Researchers are ever seeking to better understand the mechanisms by which “the Berlin Patient,” Timothy Ray Brown, was cured of HIV and how others may achieve the thus-far-singular feat by similar means, MedPage Today reports.

Brown received a pair of stem cell transplants to treat his leukemia from a donor who harboreda so-called CCR5 delta-32 genetic mutation that made his immune cells resistant to the virus.

While this genetic oddity might have been instrumental to Brown’s cure, researchers in a new paper published in Annals of Internal Medicine note that four other major factors might have contributed to the success in Brown’s cure attempt, including: 1) specifics about the regimen used to condition his body for his stem cell transplants; 2) characteristics of his immune system that favored the activation of CD4 cells and the reactivation of HIV that was resting in a latent state in reservoir cells; 3) his immune system’s greater effectiveness at blocking virus spread by the donor’s cells, compared with the capacity of antiretrovirals to do so; and 4) the body’s reaction to the stem cell transplant, in particular what is known as graft-versus-host disease, a dramatic inflammatory response that might have killed off HIV-infected cells.

The paper’s authors conducted a small observational study in which they analyzed six people with HIV who also received what is known as an allogenic hematopoietic stem cell transplant (allo-HSCT) for blood cancer and about whom there was at least two years of posttransplant follow-up. The donors all lacked the CCR5 delta-32 mutation.

All six participants achieved full remission from their blood disease, stayed on antiretroviral treatment during follow-up and no longer had a suppressed immune system. Five of them had no measurable HIV reservoir in their lymph nodes, the portion of the small intestine known as the ileum, bone marrow or cerebrospinal fluid, according to tests that were 10 to 100 times more sensitive than those previous similar studies have used.

These five individuals saw their stem cell graft fully integrate within a year (known as achieving full donor chimerism), meaning their entire immune system was that of their donor’s by that point. Four of them developed graft-versus-host disease.
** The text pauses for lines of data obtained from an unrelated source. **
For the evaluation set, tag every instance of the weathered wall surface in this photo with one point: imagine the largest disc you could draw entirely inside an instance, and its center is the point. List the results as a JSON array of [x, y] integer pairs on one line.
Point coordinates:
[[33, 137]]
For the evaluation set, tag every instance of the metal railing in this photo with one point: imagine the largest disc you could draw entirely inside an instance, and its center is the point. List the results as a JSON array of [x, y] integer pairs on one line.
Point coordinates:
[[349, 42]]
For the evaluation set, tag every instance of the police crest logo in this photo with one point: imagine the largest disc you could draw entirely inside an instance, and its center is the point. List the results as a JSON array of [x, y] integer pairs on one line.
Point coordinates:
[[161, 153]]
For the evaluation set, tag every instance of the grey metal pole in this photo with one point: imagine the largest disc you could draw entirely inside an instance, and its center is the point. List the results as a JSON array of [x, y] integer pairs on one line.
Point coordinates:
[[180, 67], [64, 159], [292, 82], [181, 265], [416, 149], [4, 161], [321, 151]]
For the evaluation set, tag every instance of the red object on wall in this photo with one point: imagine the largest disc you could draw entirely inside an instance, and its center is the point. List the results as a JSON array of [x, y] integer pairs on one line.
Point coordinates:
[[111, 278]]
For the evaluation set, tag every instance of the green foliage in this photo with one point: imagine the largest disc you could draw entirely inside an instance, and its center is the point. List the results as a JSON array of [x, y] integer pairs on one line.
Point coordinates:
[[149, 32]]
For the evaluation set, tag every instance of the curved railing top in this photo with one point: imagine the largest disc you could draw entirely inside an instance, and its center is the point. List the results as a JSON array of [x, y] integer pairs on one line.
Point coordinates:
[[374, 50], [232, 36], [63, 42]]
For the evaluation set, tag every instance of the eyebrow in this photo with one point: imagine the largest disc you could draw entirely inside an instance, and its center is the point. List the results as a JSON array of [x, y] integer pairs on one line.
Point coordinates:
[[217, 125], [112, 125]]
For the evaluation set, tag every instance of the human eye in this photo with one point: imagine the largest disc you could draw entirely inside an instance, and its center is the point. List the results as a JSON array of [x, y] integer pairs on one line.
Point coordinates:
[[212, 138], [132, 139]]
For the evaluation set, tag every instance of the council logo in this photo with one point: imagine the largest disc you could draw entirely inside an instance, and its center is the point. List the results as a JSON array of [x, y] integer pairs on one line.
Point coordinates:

Extensive study of one of these five people indicated the person’s virus became undetectable according to the supersensitive tests just as the individual achieved full donor chimerism and also developed graft-versus-host disease.

The one individual who maintained a detectable HIV reservoir did not develop graft-versus-host disease.

The study authors found that a smaller decline in HIV reservoir cells in the study subjects was associated with receiving cord blood stem cells as well as a treatment known as a transplant-conditioning treatment called antithymocyte globulin (ATG). Consequently, the investigators concluded that greater suppression of the immune system from the ATG treatment as well as the greater immaturity of cord blood stem cells (compared with stem cells drawn from more mature sources, such as an adult’s bone marrow) might have diminished the likelihood of graft-versus-host disease attacking the HIV reservoir following the stem cell transplant.